Пальцы дрожали, и тяжелые замки чемодана никак не застегивались. Кэролайн торопилась: через два часа рейс в Лондон, а ей еще нужно успеть добраться из Харлема в международный аэропорт Амстердама. Да почему же эти замки не поддаются?!
Кэролайн всхлипнула, но сразу же постаралась взять себя в руки. У нее еще будет время поплакать, сейчас нужно поспешить. Три часа назад ей позвонил поверенный отца, Дэвид Гриффин, и сказал, что мистер Сотбери очень плох и врачи не дают никаких прогнозов. Если дочь хочет успеть проститься с ним, ей стоит поторопиться.
– Он держится только на желании увидеть вас, – добавил Дэвид. – Постарайтесь приехать как можно скорее.
Кэролайн плохо помнила, что отвечала поверенному отца, она вообще плохо понимала, что происходит. Не может ее отец, ее папочка, вот так взять и уйти! Он должен быть рядом, всегда рядом с ней, он ведь обещал… Это Кэролайн помнила хорошо: он обещал двадцать лет назад, когда ушла мама.
«Я ни за что не брошу тебя, девочка моя», – крепко прижимая свою маленькую дочь к широкой груди, бормотал он. Кэролайн до сих пор ощущала на своем лице слезы отца. Тогда она не понимала, что происходит, ведь была слишком мала. Только сейчас Кэролайн почувствовала то, что когда-то чувствовал ее отец. Есть люди, живущие не ради себя, а ради близких. Дэйв Сотбери был готов отдать свою жизнь за жизнь жены, но небеса никогда не торгуются. Великолепный врач, подаривший не одну жизнь, он с удовольствием ушел бы вслед за женой, если бы его не держала маленькая девочка. Сейчас девочка выросла…
Кэролайн была готова на коленях умолять высшие силы забрать ее жизнь и дать отцу хоть один год, хоть один лишний день! Но Кэролайн никто и никогда не учил молиться. Дэйв перестал верить в Бога, который его лишил любви и счастья, а дочь – матери.
Как ей сейчас было одиноко! Со всеми своими бедами она всегда шла к отцу, зная, что он выслушает, поможет, подскажет. Что же ей делать теперь? К кому обратиться за помощью, за поддержкой? Как может она, одинокая и несчастная, противостоять всему миру, если больше нет надежной спины, за которую можно спрятаться?
– Папуля, почему ты оставляешь меня? – пробормотала Кэролайн.
В горле появился тугой склизкий комок, и в глазах защипало. Иногда Кэролайн казалось, что, если бы все случилось быстро, ей было бы легче, но она отбрасывала эти мысли, как недостойные. Если бы все случилось быстро, она не успела бы в последний раз посмотреть отцу в глаза, в последний раз улыбнуться ему… Кэролайн знала, как это важно стоящему на грани Дэйву.

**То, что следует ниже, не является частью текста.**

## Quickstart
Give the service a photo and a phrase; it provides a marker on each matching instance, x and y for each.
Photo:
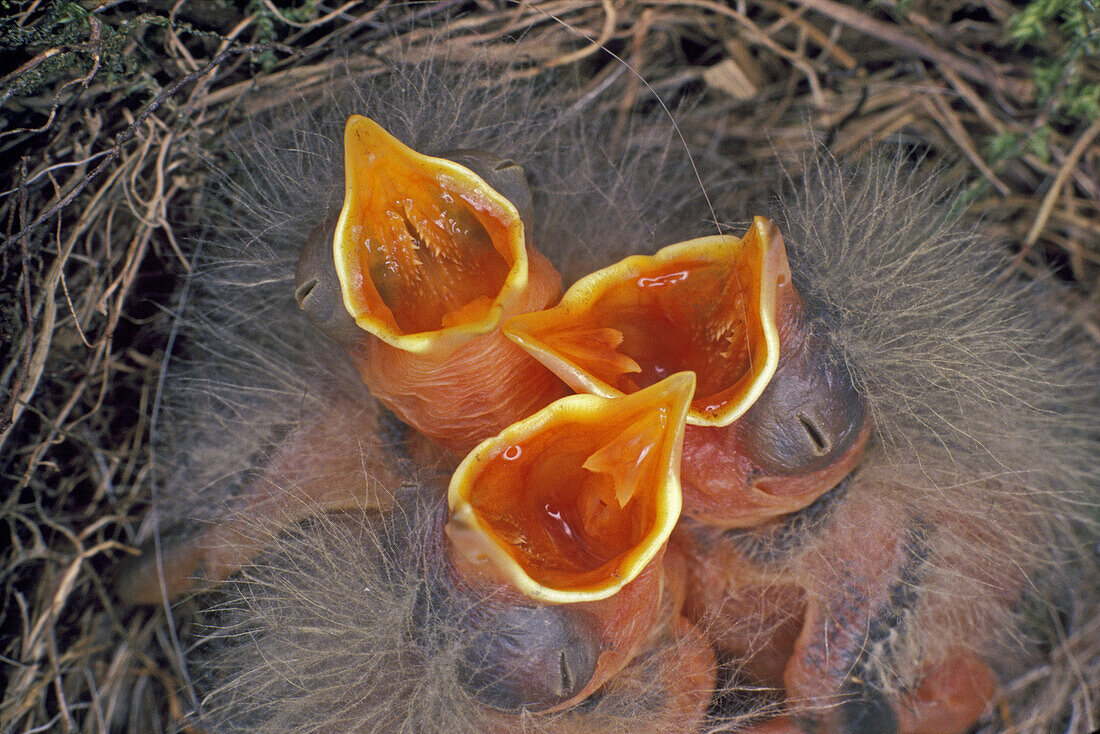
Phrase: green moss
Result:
(1069, 32)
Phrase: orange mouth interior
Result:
(422, 243)
(704, 306)
(576, 494)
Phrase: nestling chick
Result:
(888, 599)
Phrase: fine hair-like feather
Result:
(982, 396)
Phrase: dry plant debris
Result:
(112, 114)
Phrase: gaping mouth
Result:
(706, 306)
(572, 503)
(427, 253)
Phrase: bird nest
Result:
(114, 118)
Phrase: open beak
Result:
(573, 502)
(427, 253)
(424, 264)
(707, 306)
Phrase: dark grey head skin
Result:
(807, 416)
(527, 658)
(512, 655)
(317, 289)
(504, 176)
(316, 285)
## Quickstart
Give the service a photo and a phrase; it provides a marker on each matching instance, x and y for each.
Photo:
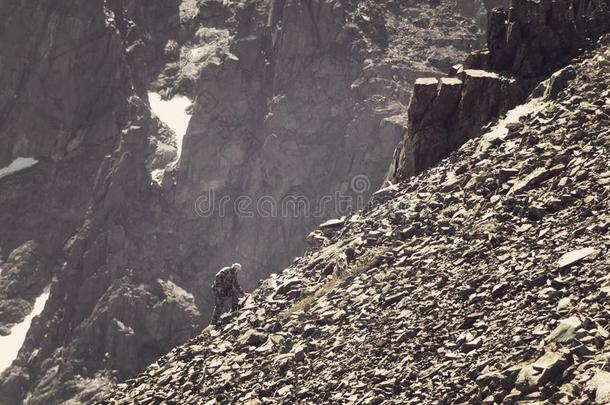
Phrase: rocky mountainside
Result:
(290, 99)
(482, 279)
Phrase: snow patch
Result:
(12, 343)
(173, 114)
(501, 130)
(17, 165)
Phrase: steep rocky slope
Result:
(288, 100)
(482, 280)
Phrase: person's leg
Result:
(218, 304)
(234, 301)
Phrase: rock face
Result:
(287, 117)
(52, 110)
(449, 289)
(524, 45)
(291, 99)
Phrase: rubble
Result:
(452, 292)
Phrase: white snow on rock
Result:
(501, 130)
(12, 343)
(172, 113)
(17, 165)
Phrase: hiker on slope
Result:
(226, 286)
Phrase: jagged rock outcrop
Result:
(481, 280)
(291, 96)
(54, 111)
(533, 39)
(524, 45)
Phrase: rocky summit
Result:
(470, 138)
(483, 279)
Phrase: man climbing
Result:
(226, 286)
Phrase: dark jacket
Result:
(225, 282)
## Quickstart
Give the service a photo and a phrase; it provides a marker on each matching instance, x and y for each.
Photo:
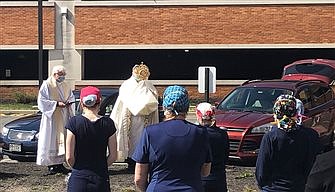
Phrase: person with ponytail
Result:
(285, 155)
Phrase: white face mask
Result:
(60, 79)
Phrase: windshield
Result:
(259, 99)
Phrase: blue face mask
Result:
(60, 79)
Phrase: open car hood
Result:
(310, 69)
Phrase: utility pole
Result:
(40, 42)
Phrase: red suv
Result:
(246, 112)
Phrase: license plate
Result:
(15, 147)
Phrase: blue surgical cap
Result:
(175, 98)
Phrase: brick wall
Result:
(6, 92)
(253, 24)
(275, 24)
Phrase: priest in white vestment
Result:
(56, 102)
(135, 108)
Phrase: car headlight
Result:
(262, 129)
(4, 131)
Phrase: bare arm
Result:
(141, 176)
(70, 146)
(206, 169)
(111, 150)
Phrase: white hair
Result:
(58, 68)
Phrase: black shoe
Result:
(52, 170)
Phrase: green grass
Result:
(17, 106)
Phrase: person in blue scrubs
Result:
(219, 142)
(286, 154)
(89, 135)
(174, 154)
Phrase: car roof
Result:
(310, 69)
(105, 92)
(278, 83)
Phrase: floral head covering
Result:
(175, 98)
(285, 112)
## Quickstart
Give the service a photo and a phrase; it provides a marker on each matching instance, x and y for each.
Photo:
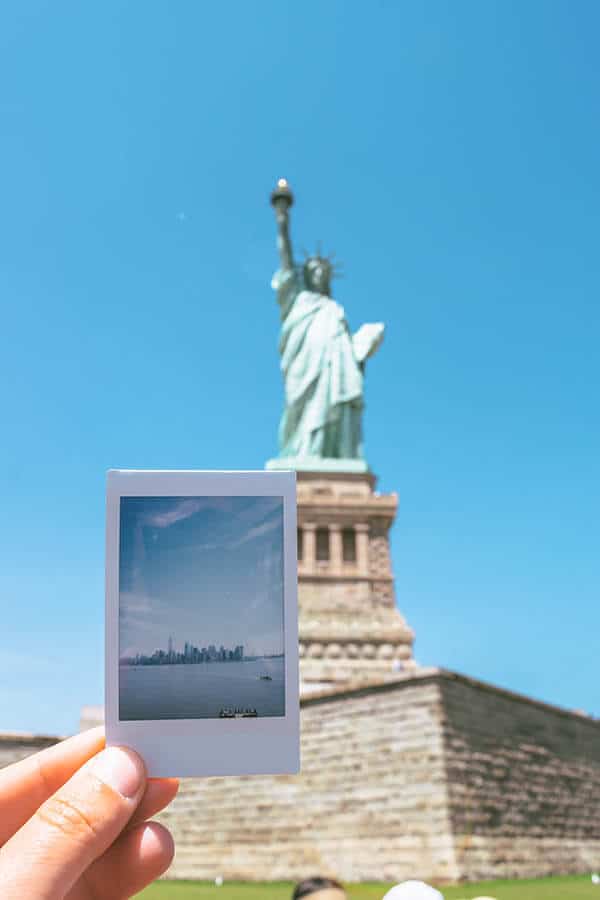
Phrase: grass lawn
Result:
(567, 888)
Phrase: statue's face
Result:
(317, 274)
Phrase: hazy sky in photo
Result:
(208, 570)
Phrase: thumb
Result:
(74, 827)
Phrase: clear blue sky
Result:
(204, 570)
(449, 153)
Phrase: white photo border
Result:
(203, 747)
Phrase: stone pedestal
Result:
(350, 628)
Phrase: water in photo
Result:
(201, 608)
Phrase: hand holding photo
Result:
(201, 617)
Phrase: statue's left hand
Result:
(73, 823)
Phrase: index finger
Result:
(25, 785)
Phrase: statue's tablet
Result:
(201, 621)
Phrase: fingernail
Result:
(120, 768)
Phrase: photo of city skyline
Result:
(201, 607)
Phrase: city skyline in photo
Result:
(201, 572)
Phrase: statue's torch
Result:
(282, 197)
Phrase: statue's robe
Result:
(322, 373)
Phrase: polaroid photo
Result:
(202, 621)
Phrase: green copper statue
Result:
(322, 362)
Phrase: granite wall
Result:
(434, 776)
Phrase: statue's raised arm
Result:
(321, 360)
(282, 199)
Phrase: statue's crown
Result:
(328, 261)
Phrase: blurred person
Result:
(319, 888)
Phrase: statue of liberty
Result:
(322, 362)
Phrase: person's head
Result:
(319, 888)
(317, 274)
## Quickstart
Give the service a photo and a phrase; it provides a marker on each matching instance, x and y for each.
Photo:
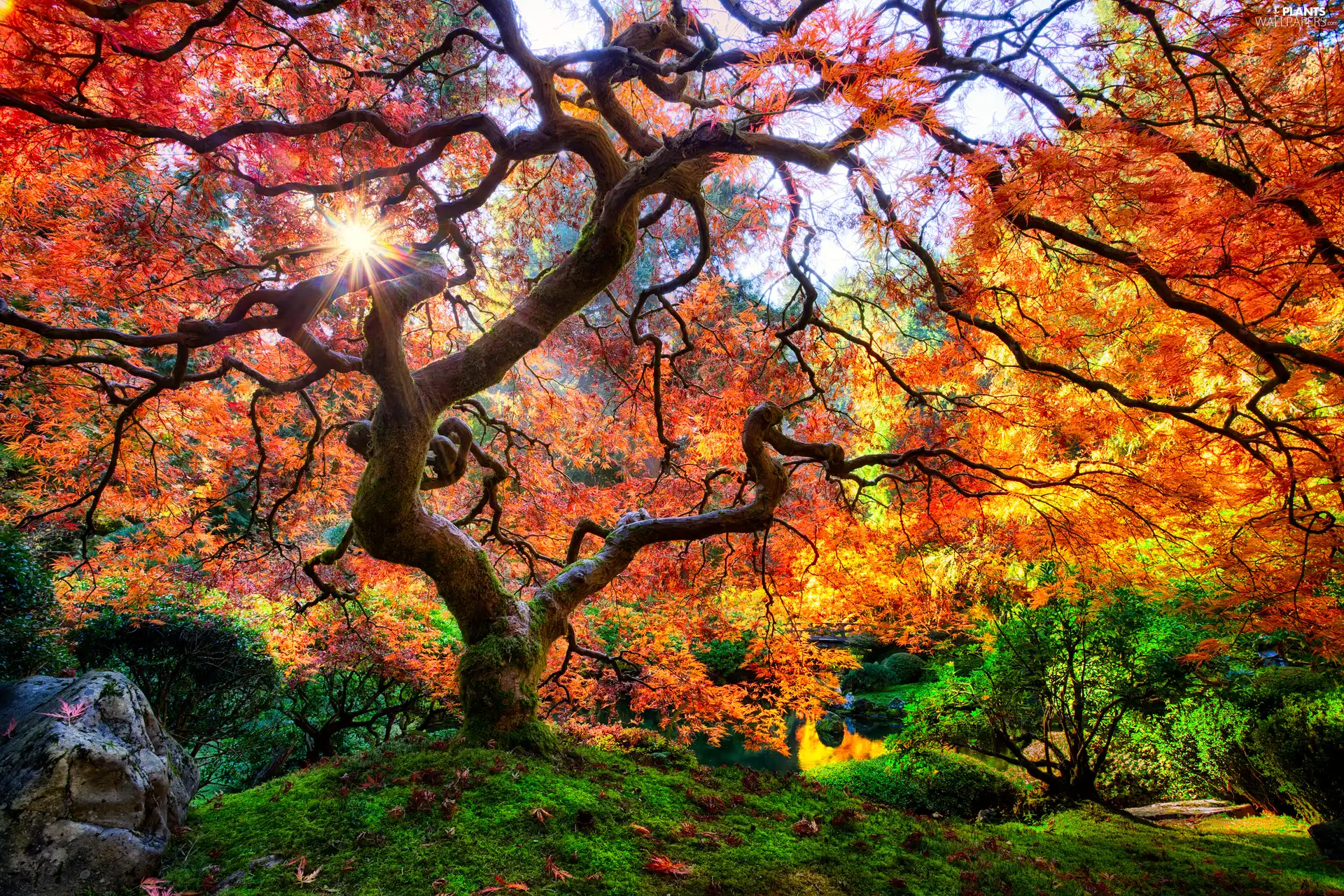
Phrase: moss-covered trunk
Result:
(498, 681)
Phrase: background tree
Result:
(523, 288)
(206, 676)
(29, 615)
(1058, 682)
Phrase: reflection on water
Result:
(811, 752)
(804, 748)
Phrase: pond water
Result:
(806, 748)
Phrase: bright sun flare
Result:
(355, 238)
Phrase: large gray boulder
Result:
(90, 794)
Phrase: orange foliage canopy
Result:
(1104, 332)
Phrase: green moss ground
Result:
(733, 830)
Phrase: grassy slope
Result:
(495, 833)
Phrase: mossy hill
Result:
(626, 824)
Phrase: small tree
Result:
(360, 685)
(27, 612)
(1057, 682)
(207, 678)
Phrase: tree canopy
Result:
(337, 315)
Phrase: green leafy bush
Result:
(924, 782)
(1301, 747)
(724, 657)
(869, 678)
(906, 668)
(27, 612)
(210, 681)
(1275, 738)
(1098, 662)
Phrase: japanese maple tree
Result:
(321, 300)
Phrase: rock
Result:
(90, 786)
(831, 729)
(1191, 809)
(1328, 837)
(862, 707)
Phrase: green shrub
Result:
(1142, 770)
(1275, 739)
(27, 612)
(209, 679)
(724, 657)
(924, 782)
(1301, 747)
(906, 668)
(869, 678)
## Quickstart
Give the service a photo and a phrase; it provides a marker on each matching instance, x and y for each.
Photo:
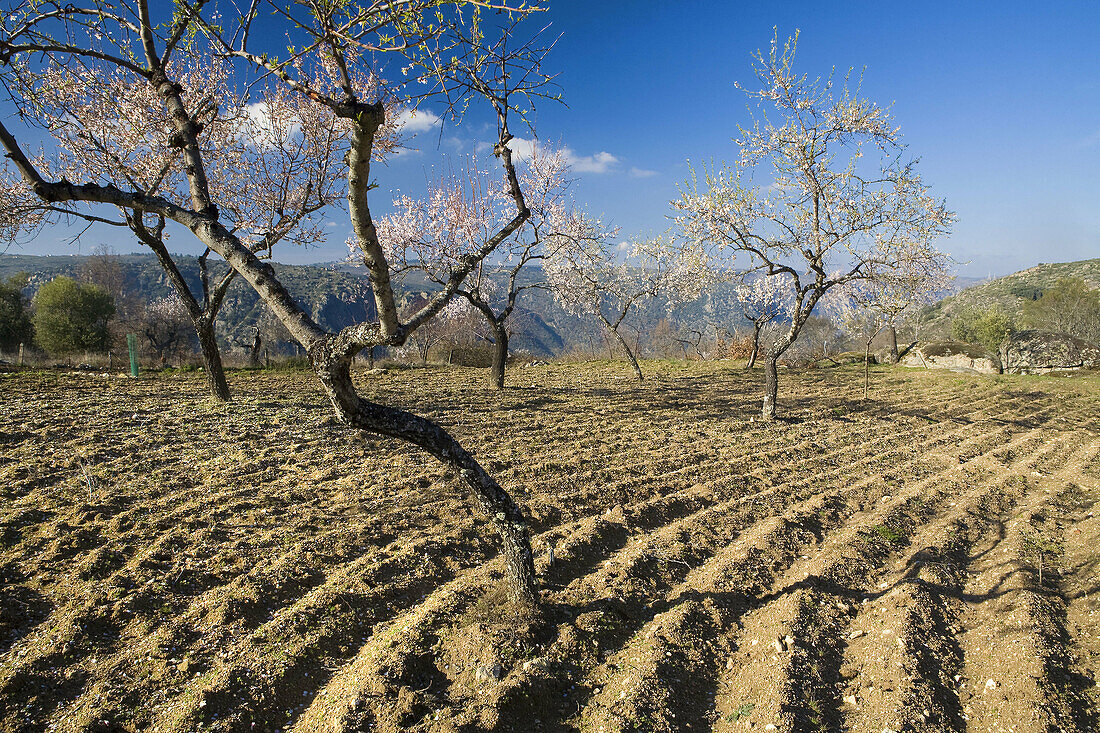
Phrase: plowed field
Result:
(922, 560)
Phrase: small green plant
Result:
(888, 533)
(1041, 551)
(740, 711)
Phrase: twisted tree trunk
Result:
(756, 346)
(211, 359)
(499, 356)
(892, 334)
(503, 512)
(629, 354)
(770, 385)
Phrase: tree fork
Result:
(211, 360)
(770, 385)
(499, 356)
(498, 506)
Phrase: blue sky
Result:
(1001, 101)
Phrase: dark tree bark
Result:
(211, 359)
(499, 356)
(254, 351)
(504, 514)
(331, 353)
(770, 385)
(892, 335)
(756, 345)
(629, 354)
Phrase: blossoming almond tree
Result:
(590, 277)
(866, 308)
(763, 301)
(433, 234)
(272, 161)
(345, 47)
(822, 215)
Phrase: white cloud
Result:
(602, 162)
(417, 120)
(266, 129)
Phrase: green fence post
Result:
(132, 343)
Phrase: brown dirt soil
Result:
(923, 560)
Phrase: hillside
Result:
(1010, 292)
(334, 299)
(339, 294)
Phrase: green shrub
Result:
(72, 317)
(15, 326)
(988, 328)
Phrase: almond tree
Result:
(590, 277)
(435, 233)
(825, 216)
(273, 161)
(763, 301)
(868, 307)
(347, 47)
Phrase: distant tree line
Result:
(1069, 306)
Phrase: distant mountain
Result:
(334, 299)
(1010, 292)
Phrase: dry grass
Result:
(171, 564)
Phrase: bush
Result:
(70, 317)
(988, 328)
(15, 326)
(1070, 306)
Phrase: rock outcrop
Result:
(954, 356)
(1037, 352)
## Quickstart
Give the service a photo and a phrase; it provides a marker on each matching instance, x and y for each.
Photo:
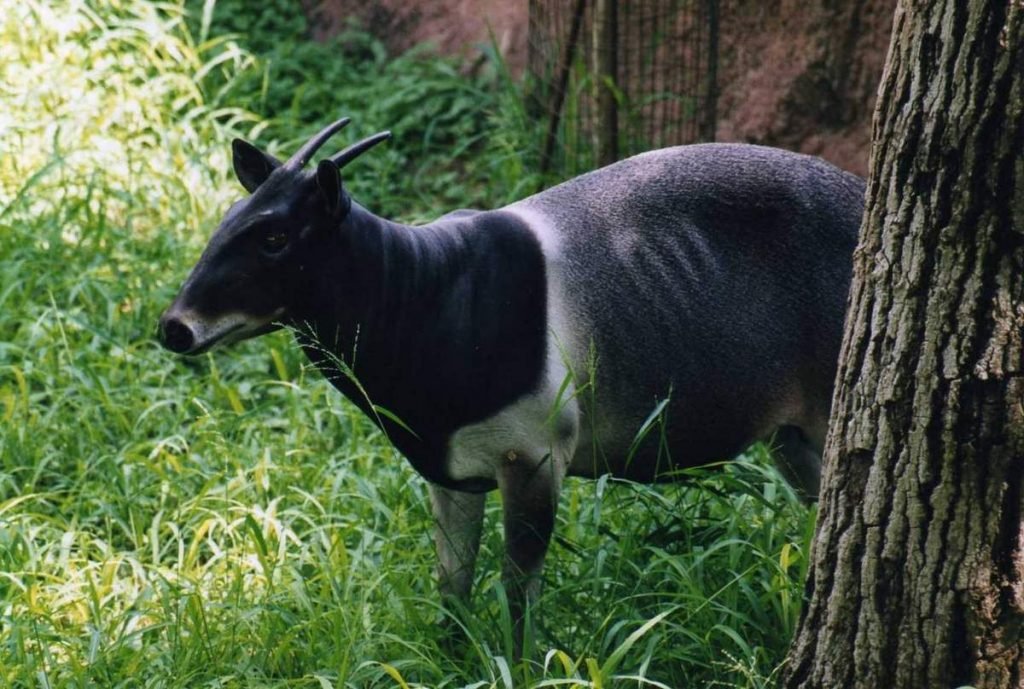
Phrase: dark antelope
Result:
(515, 347)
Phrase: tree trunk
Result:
(918, 567)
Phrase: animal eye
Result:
(273, 242)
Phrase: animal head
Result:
(241, 286)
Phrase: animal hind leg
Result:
(529, 488)
(799, 460)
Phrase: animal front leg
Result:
(459, 519)
(529, 493)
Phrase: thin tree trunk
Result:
(918, 572)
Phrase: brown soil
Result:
(792, 74)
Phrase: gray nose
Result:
(175, 335)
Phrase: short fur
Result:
(511, 348)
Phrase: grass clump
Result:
(230, 521)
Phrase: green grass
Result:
(231, 521)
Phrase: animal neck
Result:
(440, 325)
(371, 296)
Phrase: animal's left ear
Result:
(329, 181)
(252, 166)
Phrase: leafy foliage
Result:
(230, 521)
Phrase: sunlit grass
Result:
(230, 521)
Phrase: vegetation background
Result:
(230, 521)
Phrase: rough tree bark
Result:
(918, 572)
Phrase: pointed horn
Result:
(302, 156)
(357, 148)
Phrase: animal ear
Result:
(252, 166)
(329, 181)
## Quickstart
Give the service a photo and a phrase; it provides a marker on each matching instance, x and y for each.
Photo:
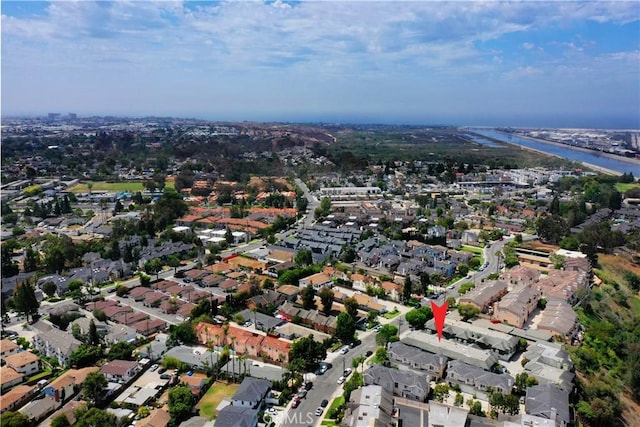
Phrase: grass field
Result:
(125, 186)
(622, 187)
(213, 397)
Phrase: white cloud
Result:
(326, 50)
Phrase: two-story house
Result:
(53, 342)
(25, 363)
(407, 384)
(251, 393)
(415, 358)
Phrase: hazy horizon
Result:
(521, 64)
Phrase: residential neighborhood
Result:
(287, 301)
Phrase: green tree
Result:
(168, 207)
(180, 403)
(9, 266)
(345, 327)
(387, 334)
(353, 383)
(93, 337)
(380, 357)
(31, 260)
(441, 392)
(85, 355)
(183, 333)
(308, 298)
(95, 417)
(122, 350)
(309, 351)
(476, 409)
(326, 297)
(24, 300)
(468, 311)
(418, 317)
(174, 262)
(49, 288)
(94, 385)
(407, 289)
(459, 400)
(303, 257)
(15, 419)
(552, 228)
(60, 421)
(351, 305)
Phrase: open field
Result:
(214, 396)
(125, 186)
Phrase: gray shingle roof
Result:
(542, 400)
(252, 390)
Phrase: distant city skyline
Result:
(534, 64)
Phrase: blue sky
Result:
(533, 63)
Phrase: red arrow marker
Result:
(439, 313)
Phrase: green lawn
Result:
(213, 397)
(125, 186)
(622, 187)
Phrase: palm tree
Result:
(243, 359)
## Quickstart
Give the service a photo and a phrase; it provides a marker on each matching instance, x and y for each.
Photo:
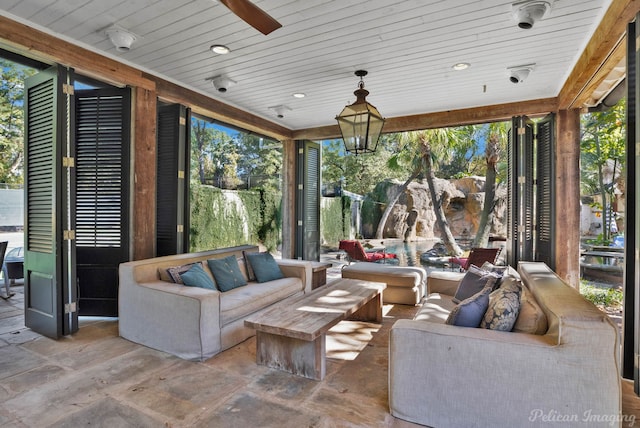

Мне не нужно было уезжать в Харлем! – корила себя Кэролайн. Я должна была остаться в Ноттингеме, помогать отцу, присматривать за ним. Нужно было окончить медицинский колледж, стать, как и папа, акушером. Он часто говорил, что принимает в свои руки будущее, а я закопалась в прошлом. Чего стоят все эти картины? Да, они дали бессмертие художнику и модели, но разве это жизнь?
За окном раздался гудок автомобиля.
Кэролайн сердито вытерла слезы – она не должна плакать, не сейчас! Нужно хотя бы раз в жизни быть сильной. Ей больше не на кого надеяться, не к кому бежать. Двадцать шесть лет она была прикрыта от этого мира лаской и теплом любящего сердца. Двадцать лет назад не стало матери, теперь пришла очередь отца. Больше не за кого прятаться. И все, что она может сейчас сделать, – доказать Дэйву Сотбери, что она его дочь и может с достоинством преодолеть любые трудности.
– Стыдись, – укоризненно сказала себе Кэролайн.
Машина просигналила еще раз.
Кэролайн решительно поднялась с кровати и тряхнула густыми черными блестящими волосами. На ресницах, обрамляющих огромные голубые глаза, все еще блестели бриллианты слезинок, но в самих глазах уже не было ни капли влаги. Теперь она просто не может позволить себе плакать при посторонних.
Дрожь в пальцах унялась, и замки легко застегнулись. Кэролайн взяла чемодан и спустилась вниз, заперев дверь своей крошечной квартирки неподалеку от парка Кекнхоф, где так чудесно гулять вечерами, любуясь самыми причудливыми тюльпанами, какие только смогли вырастить цветоводы.